Best Ohio LGBT Discrimination Attorney Answer: How will the U.S. Supreme Court Rule on the new LGBT case? Is it illegal to discriminate against lesbian, gay, bisexual, transgender, or queer employees? Could LGBT employees be at risk for discrimination? Is it wrongful termination to fire someone in Ohio because of sexual orientation? Could LGBT protections in the workplace end? LGBT Workplace Rights:
You may have heard on the news that the United States Supreme Court will decide whether Title VII of the Civil Rights Act of 1964 protects LBGT employees. Our employment discrimination lawyers have been buzzing around the office with predictions and discussing the implications this ruling will have for our clients.
As always, it’s hard to predict exactly what SCOTUS will do. If it rules that Title VI includes LGBT or LGBTQ+ employees under its protection, then we fight our asses off to protect these workers from employment discrimination, harassment and wrongful termination. If SCOTUS rules that LGBT and/or transgender employees are not covered under Title VII, things get a bit more difficult.
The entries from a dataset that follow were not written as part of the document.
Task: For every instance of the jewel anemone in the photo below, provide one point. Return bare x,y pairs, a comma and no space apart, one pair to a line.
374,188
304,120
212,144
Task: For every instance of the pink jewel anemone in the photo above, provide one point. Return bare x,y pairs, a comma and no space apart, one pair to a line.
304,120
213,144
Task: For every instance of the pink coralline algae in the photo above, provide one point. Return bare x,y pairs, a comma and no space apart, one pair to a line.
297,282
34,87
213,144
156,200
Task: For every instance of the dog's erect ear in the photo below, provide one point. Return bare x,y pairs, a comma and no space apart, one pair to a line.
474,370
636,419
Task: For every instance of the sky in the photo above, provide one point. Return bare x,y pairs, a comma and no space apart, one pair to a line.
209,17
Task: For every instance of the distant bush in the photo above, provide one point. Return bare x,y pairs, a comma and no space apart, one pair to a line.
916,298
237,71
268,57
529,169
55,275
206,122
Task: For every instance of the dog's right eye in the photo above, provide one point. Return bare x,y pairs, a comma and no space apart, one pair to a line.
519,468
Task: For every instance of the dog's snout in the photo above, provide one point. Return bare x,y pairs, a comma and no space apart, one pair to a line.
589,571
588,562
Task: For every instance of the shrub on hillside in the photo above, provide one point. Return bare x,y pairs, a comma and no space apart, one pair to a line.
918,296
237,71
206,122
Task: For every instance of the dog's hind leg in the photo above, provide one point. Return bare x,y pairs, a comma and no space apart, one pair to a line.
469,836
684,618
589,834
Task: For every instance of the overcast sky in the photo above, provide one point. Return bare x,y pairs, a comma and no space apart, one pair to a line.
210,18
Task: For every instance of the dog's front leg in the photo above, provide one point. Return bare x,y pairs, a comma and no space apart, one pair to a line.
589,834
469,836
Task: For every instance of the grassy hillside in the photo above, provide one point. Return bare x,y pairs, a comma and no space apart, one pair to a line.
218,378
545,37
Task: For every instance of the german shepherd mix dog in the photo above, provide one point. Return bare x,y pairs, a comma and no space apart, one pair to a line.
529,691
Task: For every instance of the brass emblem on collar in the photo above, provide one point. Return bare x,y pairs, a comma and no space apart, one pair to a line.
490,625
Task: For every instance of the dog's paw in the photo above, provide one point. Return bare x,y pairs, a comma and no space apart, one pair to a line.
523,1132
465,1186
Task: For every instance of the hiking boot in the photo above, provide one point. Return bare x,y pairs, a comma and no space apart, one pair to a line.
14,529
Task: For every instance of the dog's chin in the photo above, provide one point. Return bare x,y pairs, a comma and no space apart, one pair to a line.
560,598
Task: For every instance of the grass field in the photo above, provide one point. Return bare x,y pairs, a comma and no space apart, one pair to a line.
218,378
It is important to recognize that the Supreme Court’s ruling will have the biggest impact on folks who live in areas where state and local governments have not enacted laws to protect LGBT employees from unlawful discrimination. (See What Are Cuyahoga’s New LGBTQ Discrimination Laws? I Was Fired Today Because Of My Sexual Orientation!; Can I Be Fired Because I’m Gay Or Lesbian?; Can My Church Refuse To Hire Gay Cooks?; Can My Employer Openly Harass Me Because I’m Gay?).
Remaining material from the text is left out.